El Gran Maestre Pycelle se apresuró a mezclar otra dosis de la leche de la amapola. En aquella ocasión el Rey apuró la copa hasta el final. Cuando se la retiró de los labios, tenía la espesa barba salpicada de cuentas blancas.
—¿Soñaré?
—Sí, mi señor. —Ned le dijo lo que creía.
—Bien —sonrió el rey—. Le daré recuerdos de tu parte a Lyanna, Ned. Cuida de mis hijos.
A Ned se le clavaron las palabras como un cuchillo en el vientre. Por un momento no supo qué decir, no podía mentir de aquella manera. Pero entonces recordó a los bastardos: a la pequeña Barra que todavía mamaba del pecho de su madre, a Mya en el Valle, a Gendry en la forja, y a todos los demás.

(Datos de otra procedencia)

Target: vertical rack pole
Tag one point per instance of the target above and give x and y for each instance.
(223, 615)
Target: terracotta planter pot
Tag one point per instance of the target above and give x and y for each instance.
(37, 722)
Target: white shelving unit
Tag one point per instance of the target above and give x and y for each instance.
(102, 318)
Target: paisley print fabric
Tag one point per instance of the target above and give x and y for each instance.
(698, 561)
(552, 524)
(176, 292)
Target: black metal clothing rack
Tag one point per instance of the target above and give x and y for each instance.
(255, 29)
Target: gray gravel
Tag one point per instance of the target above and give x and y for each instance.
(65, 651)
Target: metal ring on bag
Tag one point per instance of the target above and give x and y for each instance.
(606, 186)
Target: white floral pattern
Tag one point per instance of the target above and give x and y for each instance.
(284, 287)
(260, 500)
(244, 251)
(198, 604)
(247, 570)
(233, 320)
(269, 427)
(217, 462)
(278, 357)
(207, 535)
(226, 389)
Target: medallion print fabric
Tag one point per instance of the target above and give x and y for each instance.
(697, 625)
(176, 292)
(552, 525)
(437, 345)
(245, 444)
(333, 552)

—Cuidaré de... vuestros hijos como si fueran míos —dijo muy despacio.
Robert asintió y cerró los ojos. Ned se quedó mirando cómo su viejo amigo se hundía suavemente en las almohadas, a medida que la leche de la amapola le borraba el dolor del rostro. El sueño se apoderó de él.
El Gran Maestre Pycelle se acercó a Ned, con las pesadas cadenas tintineando suavemente.
—Voy a hacer todo lo posible, mi señor, pero la herida se ha gangrenado. Tardaron dos días en regresar. Cuando lo pusieron en mis manos ya era demasiado tarde. Puedo aliviar los sufrimientos de Su Alteza, pero ahora sólo los dioses pueden curarlo.
—¿Cuánto tiempo? —preguntó Ned.
—Por sus heridas, ya debería estar muerto. Nunca había visto a nadie aferrarse a la vida con tanta energía.
—Mi hermano ha sido siempre muy fuerte —dijo Lord Renly—. Quizá no muy sabio, pero siempre fuerte. —El calor asfixiante de la cámara le había perlado la frente de sudor. Allí, de pie, parecía el fantasma de Robert, otra vez joven, moreno, atractivo—. Mató al jabalí. Se le salían las entrañas del vientre, pero consiguió matar al jabalí —se maravilló.
—Robert nunca fue hombre que abandonara el campo de batalla mientras quedara un enemigo en pie —le dijo Ned.
Ser Barristan Selmy seguía montando guardia ante la puerta, vigilando las escaleras de la torre.
—El maestre Pycelle ha administrado a Robert la leche de la amapola —le dijo Ned—. Encargaos de que nadie lo moleste sin mi permiso.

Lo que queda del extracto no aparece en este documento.